Pour générer ces achats, les opérations suivantes sont effectuées un système de « bouillie », c’est-à-dire inciter les joueurs à dépenser de l’argent réel pour obtenir des pièces virtuelles et la possibilité de les échanger contre des objets ou l’accès à certains niveaux.

S’il est vrai que le jeu n’inclut pas de publicités tierces, il en comporte un certain nombre. pop-up ads offrant des récompenses pour l’achat de gemmes et la poursuite du jeu.

En outre, il présente les caractéristiques suivantes un système de notification qui alerte les autres joueurs lorsqu’un autre joueur a obtenu un champion d’une boîte de récompense, ce qui peut inciter les autres utilisateurs à dépenser de l’argent dans le jeu.

PROPOSITIONS POUR METTRE FIN À CE PROBLÈME

Après avoir exposé les risques pour les consommateurs de jeux vidéo liés à l’offre de boîtes de récompense dans leurs catalogues de services, le CCN a formulé un certain nombre de propositions à l’intention de l’industrie, de ses régulateurs et des responsables politiques chargés de leur contrôle.

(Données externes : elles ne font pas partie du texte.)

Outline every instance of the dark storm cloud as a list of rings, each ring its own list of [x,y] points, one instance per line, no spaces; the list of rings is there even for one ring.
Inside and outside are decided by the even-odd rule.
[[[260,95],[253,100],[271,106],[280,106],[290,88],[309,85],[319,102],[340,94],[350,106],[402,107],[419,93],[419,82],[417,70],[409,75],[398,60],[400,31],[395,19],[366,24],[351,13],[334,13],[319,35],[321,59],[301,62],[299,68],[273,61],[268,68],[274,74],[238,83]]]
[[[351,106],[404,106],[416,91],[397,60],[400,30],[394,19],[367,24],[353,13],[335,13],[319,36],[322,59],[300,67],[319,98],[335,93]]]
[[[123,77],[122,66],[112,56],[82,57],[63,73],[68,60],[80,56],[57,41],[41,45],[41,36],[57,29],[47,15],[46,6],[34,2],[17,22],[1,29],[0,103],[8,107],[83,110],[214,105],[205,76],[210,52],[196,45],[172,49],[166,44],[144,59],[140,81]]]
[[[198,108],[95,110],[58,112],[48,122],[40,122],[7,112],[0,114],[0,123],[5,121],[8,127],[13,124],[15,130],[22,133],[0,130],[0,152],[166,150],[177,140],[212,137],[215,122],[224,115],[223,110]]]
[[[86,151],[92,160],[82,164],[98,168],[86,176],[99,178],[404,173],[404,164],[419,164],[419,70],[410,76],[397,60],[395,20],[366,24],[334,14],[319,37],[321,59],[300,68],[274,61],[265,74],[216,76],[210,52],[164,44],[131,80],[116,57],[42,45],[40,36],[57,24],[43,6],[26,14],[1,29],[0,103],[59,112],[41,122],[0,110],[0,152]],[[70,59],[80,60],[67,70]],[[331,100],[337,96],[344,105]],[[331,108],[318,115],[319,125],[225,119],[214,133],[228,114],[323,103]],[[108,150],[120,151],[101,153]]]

Tout d’abord, le CCN souligne que les entreprises de jeux vidéo devraient il doit être interdit d’utiliser des dessins ou modèles trompeurs qui peuvent affecter les consommateurs. Elle considère également qu’ils doivent veiller à ce que leurs décisions ne soient pas affectées au détriment des consommateurs par la conception et le fonctionnement du jeu, ainsi qu’une une représentation fidèle des coûts monétaires représentant les monnaies virtuelles utilisées pendant les jeux.

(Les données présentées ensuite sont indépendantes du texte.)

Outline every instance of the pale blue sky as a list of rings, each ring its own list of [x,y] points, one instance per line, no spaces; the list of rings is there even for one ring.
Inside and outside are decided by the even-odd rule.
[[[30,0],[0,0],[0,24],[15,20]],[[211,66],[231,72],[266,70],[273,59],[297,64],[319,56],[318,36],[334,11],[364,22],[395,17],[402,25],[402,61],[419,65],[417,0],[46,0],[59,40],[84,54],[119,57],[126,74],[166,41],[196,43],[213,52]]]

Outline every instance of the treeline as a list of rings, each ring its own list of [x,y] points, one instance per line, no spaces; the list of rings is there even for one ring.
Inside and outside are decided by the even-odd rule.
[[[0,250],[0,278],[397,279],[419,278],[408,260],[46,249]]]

En outre, il rappelle que les jeux accessibles aux mineurs ne doivent pas proposer de boîtes de récompense ou d’autres contenus supplémentaires en échange d’argent réel, et certainement pas des mécanismes qui encouragent le gain par le simple fait de payer une certaine somme d’argent.

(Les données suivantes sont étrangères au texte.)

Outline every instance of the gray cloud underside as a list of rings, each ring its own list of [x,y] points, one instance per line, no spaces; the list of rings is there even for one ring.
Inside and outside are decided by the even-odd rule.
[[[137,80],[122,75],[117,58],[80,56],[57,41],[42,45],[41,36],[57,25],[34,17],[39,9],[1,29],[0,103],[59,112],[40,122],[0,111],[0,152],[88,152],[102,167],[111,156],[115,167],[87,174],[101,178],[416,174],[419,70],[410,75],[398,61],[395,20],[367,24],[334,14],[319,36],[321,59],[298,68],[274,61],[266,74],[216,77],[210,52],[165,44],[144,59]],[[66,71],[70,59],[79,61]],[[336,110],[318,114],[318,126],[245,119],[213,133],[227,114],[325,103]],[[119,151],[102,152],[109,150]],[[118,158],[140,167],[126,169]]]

Le NCC précise également que dans les cas où la prise de décision algorithmique est utilisée pour influencer le comportement du consommateur, ce dernier doit être informé en détail.

Ces informations doivent comprendre un langage simple et compréhensible sur les algorithmes utilisés pour y parvenir et sur les facteurs qu’ils utilisent pour modifier le comportement des joueurs.

Enfin, il souligne que les autorités chargées de réglementer cette industrie, ainsi que les autorités chargées de la protection des consommateurs de ces produits, doit garantir les droits des joueurs et empêcher les développeurs et les distributeurs de tirer parti de leurs vulnérabilités.